Hicks provided virtual keynote remarks Aug. 31 for the Defense Advanced Research Projects Agency's "Forward Conference: Advancing the Horizons of National Security," held at Colorado State University in Fort Collins, Colorado.
"Today, we have to evolve faster than the threats evolve, which means our capabilities must be designed and built to be flexible, adaptable and interoperable from the beginning. We must keep building and growing our enduring advantage," she said.

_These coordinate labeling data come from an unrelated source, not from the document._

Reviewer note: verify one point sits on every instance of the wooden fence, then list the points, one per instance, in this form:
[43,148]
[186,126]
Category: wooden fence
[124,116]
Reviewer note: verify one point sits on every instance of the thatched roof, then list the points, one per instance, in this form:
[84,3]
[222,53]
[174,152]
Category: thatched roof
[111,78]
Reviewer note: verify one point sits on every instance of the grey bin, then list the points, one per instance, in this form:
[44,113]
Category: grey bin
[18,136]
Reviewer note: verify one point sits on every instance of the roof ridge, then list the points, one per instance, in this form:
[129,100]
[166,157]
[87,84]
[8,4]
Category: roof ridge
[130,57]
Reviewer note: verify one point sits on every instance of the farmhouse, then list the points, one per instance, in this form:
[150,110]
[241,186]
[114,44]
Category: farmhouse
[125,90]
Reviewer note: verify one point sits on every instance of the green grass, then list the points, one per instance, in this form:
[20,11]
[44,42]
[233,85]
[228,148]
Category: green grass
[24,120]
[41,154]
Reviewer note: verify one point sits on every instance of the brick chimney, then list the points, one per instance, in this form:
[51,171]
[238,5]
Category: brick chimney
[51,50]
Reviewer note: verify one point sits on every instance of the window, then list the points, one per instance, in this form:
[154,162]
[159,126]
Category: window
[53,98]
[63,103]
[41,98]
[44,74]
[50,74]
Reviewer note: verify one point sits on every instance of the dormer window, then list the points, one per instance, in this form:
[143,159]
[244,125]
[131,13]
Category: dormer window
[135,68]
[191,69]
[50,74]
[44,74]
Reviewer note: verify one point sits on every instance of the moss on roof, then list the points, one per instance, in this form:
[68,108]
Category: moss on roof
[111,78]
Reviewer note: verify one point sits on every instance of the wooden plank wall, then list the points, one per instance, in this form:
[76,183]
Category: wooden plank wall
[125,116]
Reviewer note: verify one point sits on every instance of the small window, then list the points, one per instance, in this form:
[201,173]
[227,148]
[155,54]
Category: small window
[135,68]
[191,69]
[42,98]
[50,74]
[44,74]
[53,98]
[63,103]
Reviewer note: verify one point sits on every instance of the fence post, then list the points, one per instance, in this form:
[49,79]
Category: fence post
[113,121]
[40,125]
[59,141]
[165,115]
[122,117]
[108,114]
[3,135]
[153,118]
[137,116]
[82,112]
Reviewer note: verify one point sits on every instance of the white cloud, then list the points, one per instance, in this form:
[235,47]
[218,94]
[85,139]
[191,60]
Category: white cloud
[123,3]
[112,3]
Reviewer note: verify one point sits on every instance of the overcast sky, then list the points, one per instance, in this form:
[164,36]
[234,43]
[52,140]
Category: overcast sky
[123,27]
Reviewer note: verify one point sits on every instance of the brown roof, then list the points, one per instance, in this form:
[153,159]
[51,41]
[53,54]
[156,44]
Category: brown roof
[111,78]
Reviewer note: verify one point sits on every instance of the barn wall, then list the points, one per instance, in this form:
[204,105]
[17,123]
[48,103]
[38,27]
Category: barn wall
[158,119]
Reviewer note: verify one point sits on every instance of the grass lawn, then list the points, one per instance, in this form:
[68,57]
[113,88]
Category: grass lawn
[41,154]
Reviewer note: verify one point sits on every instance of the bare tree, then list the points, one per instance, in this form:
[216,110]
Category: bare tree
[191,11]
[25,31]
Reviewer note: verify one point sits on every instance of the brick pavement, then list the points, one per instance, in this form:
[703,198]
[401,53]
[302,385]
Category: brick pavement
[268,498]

"Simply put, we don't have decades to wait for the latest and greatest concepts and capabilities to proliferate across our military forces. We have to shrink that 'lab-to-fab' timeline from decades to years, or even months — which means we've got to be thinking early and often about what happens after DARPA approves a concept and prototypes a capability," Hicks said, meaning to shorten the timeline between laboratory experiments to fabrication and fielding.
For example, when DARPA initiated the project that led to the first experimental stealth aircraft, Have Blue, to when DOD fielded an operational F-117 Nighthawk, that took nearly a decade, she said.
It took another decade for stealth technology to be incorporated into an operational B-2 bomber — and another decade or two after that for stealth to be mainstreamed across much of DOD's combat aircraft fleet, in the form of the F-22 and the F-35 stealth fighters.
"Perhaps that timeline was tolerable in the Cold War, when our main strategic competitor was relatively lumbering and slow," but not in today's fast-paced technologically changing world, she said.
Besides speed, greater collaboration, thinking and acting across sectors and across borders in close coordination with allies and partners will be even more important, because there is so much great innovation happening, whether it's in the commercial sector or in the science and technology ecosystem, she said.
"As a nation, and together with those allies and partners, we have what it takes. And any other country that might doubt our ability, our ingenuity, our commitment and resolve, should think again," she said.